その両院議員総会が開かれた場合、どのような展開になるか、永田町の自民党関係者は次のように解説する。
「総会では総裁選挙前倒しを実現するため、まず党則を変えなければならない。党則変更には出席議員の2分の1の賛成が必要となるが、この結論の出し方が難しい。挙手で決めるわけにはいかないだろうし、投票になれば『記名』か『無記名』かによって結果が大きく変わる。うちの先生は記名投票なら反対、無記名なら賛成。表立って『麻生降ろし』には動けないが、内心は『いい加減辞めてくれ』。しかし、なぜこうも結束を乱して、有権者が離れていくようなことばかりやるんだろう」。

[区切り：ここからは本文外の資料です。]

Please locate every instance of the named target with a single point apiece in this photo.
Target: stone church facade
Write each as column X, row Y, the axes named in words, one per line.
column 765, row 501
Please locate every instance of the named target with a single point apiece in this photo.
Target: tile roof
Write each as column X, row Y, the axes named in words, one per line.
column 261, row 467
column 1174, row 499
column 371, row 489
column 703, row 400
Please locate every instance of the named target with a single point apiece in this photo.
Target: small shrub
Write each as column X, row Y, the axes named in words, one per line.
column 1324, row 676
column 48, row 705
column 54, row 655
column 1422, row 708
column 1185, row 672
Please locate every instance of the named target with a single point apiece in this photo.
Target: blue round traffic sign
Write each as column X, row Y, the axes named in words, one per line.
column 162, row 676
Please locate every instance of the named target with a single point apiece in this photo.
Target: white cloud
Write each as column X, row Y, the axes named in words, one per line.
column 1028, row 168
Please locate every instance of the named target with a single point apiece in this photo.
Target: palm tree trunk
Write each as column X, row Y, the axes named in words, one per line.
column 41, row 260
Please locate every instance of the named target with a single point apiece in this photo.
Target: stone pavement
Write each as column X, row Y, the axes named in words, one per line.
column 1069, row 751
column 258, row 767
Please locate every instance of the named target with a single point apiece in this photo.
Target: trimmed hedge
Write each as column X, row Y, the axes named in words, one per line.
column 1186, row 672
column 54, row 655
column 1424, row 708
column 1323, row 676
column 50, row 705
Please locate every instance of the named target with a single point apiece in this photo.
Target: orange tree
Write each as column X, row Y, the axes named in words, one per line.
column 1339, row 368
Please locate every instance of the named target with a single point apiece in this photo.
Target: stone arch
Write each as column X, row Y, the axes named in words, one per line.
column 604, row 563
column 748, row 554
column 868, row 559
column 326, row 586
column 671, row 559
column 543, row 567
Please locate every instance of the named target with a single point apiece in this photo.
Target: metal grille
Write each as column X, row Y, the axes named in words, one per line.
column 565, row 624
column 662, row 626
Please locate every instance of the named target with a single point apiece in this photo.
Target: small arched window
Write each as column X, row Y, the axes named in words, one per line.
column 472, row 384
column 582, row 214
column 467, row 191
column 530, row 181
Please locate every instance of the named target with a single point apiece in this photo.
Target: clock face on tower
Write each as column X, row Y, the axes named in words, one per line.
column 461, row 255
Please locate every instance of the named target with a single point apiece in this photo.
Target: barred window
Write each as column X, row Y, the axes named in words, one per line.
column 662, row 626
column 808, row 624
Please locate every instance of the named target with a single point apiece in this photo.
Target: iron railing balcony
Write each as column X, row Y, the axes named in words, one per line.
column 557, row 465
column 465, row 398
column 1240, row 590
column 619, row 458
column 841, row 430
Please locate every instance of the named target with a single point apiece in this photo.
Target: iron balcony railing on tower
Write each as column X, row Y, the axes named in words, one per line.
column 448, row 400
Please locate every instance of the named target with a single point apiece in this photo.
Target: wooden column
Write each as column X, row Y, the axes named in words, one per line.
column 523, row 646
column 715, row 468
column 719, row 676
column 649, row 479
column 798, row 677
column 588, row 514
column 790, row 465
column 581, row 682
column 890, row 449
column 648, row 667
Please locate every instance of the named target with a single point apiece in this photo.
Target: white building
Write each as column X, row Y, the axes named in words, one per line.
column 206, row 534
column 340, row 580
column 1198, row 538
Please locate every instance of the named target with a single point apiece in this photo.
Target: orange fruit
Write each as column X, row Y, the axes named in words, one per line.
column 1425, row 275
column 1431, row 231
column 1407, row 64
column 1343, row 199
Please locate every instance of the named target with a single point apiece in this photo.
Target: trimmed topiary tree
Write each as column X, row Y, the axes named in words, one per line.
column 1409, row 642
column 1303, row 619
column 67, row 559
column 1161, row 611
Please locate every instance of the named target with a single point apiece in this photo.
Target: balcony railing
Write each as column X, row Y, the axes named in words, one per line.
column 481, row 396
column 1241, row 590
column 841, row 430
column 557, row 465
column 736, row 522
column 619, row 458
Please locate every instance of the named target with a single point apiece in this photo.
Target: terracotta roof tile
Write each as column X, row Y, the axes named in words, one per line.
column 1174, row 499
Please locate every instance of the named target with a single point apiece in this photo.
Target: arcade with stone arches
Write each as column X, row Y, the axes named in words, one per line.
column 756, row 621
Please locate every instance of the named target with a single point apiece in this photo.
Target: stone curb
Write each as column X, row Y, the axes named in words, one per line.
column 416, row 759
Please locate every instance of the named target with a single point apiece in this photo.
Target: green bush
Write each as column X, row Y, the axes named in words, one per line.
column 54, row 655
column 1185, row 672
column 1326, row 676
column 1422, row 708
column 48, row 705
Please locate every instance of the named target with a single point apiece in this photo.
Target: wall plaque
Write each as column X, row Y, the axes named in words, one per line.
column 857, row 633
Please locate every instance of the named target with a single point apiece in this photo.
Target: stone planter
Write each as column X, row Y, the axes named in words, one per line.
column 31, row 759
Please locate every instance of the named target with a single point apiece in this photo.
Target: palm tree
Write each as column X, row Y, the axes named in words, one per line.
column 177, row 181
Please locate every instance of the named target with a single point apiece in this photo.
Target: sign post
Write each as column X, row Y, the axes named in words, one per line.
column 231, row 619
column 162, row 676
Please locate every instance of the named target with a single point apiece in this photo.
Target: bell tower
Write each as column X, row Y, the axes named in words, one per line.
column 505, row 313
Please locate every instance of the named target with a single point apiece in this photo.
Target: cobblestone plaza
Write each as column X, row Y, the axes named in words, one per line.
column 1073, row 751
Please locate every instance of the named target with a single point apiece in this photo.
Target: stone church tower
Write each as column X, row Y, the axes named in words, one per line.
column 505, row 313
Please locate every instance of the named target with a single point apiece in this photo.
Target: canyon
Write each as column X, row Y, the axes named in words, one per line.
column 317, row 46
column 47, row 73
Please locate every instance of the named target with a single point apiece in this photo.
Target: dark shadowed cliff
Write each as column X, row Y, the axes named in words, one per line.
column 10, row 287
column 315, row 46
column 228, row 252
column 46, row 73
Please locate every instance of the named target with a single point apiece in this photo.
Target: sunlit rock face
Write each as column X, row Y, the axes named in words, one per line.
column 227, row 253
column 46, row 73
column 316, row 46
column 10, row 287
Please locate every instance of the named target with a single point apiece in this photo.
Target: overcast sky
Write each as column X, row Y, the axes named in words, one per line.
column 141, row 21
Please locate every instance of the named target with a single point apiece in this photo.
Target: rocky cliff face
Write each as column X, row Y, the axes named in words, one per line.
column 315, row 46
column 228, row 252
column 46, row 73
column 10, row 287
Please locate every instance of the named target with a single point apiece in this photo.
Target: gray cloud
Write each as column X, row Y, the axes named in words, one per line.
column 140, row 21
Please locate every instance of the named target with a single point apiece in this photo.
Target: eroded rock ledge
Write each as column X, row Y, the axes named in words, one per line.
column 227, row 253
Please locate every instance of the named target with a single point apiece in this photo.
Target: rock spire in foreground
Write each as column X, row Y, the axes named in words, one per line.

さらに、党則変更案に過半数が得られなかった場合は、「地方選6連敗の責任をとって幹事長が辞任し、事態を収拾することになる」(前出・自民党関係者)という。この場合、離党してあくまでも反麻生を貫く議員が出てくることも予想されるという。
両院議員総会は開催要求があってから7日以内に開かれるが、麻生首相は21日の週の解散を明言している。20日(月)は「海の日」で祝日となっており、18日(土)からは事実上の3連休となる。選挙を前に、地元での活動の時間が1分1秒でも欲しい状況からして、総会開催はなんとしても17日(金)ということになるであろう。
党則改正に必要な、出席議員の過半数が確保できるかどうかは投票方法によって変わるが、幹事長交代だけは既定事項となりつつある、ということになる。もちろん無記名での投票になれば、党則改正→総裁選前倒し→総裁交代、という流れになる。
しかし、党内の議員の多くが、「麻生辞めろ」に傾いてきていることだけは事実である。内部の都合でコロコロと党の顔を変えてきたツケが、ここにきて一気に回ってきたということなのだが、どちらに転んだとしても勝利へのシナリオとはなりそうにない。